Issues

ZF-3382: Zend_Cache_Backend_File problems under very high load

Issue Type: Bug Created: 2008-06-04T05:13:00.000+0000 Last Updated: 2008-09-02T10:39:33.000+0000 Status: Resolved Fix version(s): - 1.6.0 (02/Sep/08)

Reporter: caval ionut (daniel123) Assignee: Fabien MARTY (fab) Tags: - Zend_Cache

Related issues: Attachments: - better_log.txt

Description

When using Zend_Cache and the site is under heavy load it does not use cache anymore. We have tested using ab benchmark software and it seems that Zend_Cache cannot read each time the metadata file which generates a new cache instance so the cache is regenerated

Comments

Posted by julien PAULI (doctorrock83) on 2008-06-04T08:29:51.000+0000

Seems to be a file locking problem , have you tried such a test with a memory based backend ? (APC, Memcached ...)

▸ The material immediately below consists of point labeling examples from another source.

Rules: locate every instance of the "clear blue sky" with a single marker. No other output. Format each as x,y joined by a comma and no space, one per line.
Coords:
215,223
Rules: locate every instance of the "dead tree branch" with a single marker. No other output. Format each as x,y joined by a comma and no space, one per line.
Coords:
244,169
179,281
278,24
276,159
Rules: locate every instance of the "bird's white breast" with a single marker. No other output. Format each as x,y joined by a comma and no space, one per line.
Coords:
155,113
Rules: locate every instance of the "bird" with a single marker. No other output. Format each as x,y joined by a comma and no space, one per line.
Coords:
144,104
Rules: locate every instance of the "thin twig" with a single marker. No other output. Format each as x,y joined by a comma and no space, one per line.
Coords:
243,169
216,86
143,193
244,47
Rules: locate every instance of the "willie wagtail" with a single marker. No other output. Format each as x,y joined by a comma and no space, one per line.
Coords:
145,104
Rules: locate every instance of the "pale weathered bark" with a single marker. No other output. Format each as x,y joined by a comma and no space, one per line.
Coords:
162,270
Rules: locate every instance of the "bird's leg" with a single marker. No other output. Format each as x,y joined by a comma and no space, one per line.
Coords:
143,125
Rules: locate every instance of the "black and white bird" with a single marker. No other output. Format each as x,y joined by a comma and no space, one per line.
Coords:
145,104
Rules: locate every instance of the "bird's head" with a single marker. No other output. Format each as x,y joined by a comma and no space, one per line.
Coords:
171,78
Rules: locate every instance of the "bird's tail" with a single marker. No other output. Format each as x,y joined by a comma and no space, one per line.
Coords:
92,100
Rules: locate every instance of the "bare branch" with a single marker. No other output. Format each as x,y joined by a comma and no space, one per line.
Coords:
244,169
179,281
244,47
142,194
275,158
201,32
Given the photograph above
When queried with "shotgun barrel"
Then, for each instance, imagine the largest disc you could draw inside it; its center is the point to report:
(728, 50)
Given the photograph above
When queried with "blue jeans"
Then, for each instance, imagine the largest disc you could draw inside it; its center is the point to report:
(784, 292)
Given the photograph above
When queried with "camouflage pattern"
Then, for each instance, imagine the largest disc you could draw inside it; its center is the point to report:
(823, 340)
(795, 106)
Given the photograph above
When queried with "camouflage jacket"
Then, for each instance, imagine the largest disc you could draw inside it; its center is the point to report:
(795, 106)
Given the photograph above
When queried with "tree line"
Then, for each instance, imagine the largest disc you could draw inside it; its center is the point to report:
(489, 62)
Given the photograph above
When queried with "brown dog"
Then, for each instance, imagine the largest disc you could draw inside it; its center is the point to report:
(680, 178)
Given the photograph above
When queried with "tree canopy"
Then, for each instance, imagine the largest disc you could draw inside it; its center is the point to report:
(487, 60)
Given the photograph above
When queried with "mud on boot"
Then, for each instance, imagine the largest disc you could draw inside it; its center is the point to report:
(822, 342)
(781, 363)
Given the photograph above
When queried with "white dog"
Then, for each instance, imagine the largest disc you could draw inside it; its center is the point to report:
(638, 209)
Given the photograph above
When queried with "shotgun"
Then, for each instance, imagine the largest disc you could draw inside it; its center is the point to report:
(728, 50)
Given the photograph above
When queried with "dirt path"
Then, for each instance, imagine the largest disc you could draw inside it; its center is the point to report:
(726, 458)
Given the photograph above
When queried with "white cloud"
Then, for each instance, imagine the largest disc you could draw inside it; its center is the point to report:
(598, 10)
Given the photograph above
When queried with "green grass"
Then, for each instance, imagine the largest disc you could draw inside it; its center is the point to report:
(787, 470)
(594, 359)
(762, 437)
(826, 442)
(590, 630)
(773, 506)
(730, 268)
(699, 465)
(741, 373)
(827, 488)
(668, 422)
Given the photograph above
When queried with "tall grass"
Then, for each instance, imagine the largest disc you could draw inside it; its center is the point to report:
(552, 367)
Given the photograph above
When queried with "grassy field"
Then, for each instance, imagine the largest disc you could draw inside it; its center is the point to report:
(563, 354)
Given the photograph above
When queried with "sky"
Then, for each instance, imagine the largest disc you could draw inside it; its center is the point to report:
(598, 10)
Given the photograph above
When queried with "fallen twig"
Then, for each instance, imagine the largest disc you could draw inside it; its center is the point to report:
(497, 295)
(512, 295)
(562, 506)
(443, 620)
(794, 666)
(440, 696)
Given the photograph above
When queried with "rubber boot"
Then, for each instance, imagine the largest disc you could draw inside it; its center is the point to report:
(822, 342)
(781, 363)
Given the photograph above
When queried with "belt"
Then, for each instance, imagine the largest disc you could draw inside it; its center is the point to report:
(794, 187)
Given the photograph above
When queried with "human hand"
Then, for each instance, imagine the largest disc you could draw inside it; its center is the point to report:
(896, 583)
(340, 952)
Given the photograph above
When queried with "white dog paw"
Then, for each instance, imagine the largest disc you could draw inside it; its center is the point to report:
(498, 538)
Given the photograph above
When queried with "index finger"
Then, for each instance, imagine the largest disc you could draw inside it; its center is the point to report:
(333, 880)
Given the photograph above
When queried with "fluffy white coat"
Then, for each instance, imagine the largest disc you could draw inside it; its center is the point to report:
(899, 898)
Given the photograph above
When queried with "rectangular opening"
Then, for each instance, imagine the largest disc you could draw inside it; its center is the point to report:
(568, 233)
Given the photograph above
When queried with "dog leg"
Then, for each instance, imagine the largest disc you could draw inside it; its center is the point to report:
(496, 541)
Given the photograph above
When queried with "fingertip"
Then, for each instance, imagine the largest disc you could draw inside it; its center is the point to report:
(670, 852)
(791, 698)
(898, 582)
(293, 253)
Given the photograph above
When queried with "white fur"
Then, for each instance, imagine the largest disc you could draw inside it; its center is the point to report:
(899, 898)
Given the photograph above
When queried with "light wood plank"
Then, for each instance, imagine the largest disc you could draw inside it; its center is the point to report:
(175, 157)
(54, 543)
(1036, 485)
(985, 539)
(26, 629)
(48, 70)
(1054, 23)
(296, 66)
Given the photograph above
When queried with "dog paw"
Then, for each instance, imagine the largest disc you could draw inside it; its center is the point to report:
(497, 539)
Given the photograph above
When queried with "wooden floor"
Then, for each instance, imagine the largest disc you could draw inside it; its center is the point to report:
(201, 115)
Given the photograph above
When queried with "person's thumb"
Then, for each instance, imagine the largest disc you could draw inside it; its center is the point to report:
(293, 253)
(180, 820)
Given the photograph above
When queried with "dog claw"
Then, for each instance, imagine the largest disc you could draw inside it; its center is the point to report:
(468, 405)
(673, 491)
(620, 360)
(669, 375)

Posted by caval ionut (daniel123) on 2008-06-04T08:41:45.000+0000

No we haven't tried that. Unfortunately we cannot use a memory based cached. Are there any other solutions that we might try? Thank you

Posted by Fabien MARTY (fab) on 2008-06-04T10:13:38.000+0000

following code works under heavy load with apache bench :

<pre class="highlight">
<?php

require_once 'Zend/Cache.php';

$frontendOptions = array(
   'lifetime' => 7200
);

$backendOptions = array(
    'cache_dir' => '/tmp/' // Directory where to put the cache files
);

$cache = Zend_Cache::factory('Core', 'File', $frontendOptions, $backendOptions);

if(!$result = $cache->load('myresult')) {
    $result='foobar foobar foobar...';
    $cache->save($result, 'myresult');
    echo "NOT CACHED";
} else {
    echo "CACHED";
}

I tried with "ab -c 50 -n 1000" (50 concurrent request)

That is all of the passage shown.